It isn't uncommon for personal injury cases to go to trial. However, they don't always. Usually, this is because the plaintiff decides to negotiate and accept a settlement outside of the court and before the trial takes place. There are four main reasons why you may want to consider a pre-trial payment:
1. It May Reduce Some of Your Stress.
If you have never been involved in a lawsuit before, you are likely not familiar with how things work. As a result, you are probably going to be a nervous wreck. After all, it takes a lot of time and effort to prepare for a trial. From constant examinations and cross-examinations to having your personal life pulled apart piece by piece, there are a lot of traumatic experiences that you'll have to deal with if you go to trial.
2. It Can Help Keep Your Private Life in the Shadows.
When you go to trial, every part of your life – from your daily gym workout to the company that you keep – is going to be scrutinized. This is because the other side is going to be digging into your personal life to try to find some kind of dirt on you to use against you in order to weaken your credibility. This information is then going to become public knowledge, as all details related to the trial are a matter of public record. So, if you are a person who really values your privacy, then negotiating a settlement outside of the courtroom may be something to seriously consider.
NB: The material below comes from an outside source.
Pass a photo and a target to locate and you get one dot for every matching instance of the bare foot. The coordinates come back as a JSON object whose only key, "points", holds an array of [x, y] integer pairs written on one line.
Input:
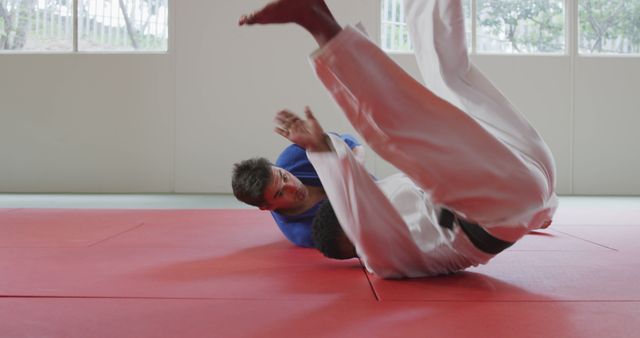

3. It Can Lead to a Quicker Conclusion of the Case.
It isn't uncommon for some personal injury cases to takes years to finalize. It is impossible to determine ahead of time exactly how long it is going to be until your individual case makes it onto the trial docket. The last thing you want is for your case to be drug out in court, especially when you're having to deal with the emotional stress of the impending trial, trying to keep your private life private and recovering from the injuries that you sustained. So, accepting an out-of-court settlement may be your best bet.
4. It Can Help You Avoid the Unknown.
Trials are completely unpredictable. You have no idea what is going to happen. The presiding judge may throw out the evidence that you thought was going to win the case. Your primary witness could back out at the last minute. While it is possible that the jury could decide to award you more money than what you were initially offered, it is just as possible that they could find that you are owed less or nothing at all.
Ultimately, making the decision to take a settlement before going to trial is not something you need or have to do on your own. Speak to a local personal injury lawyer about the circumstances surrounding your situation and get some professional advice on how to proceed.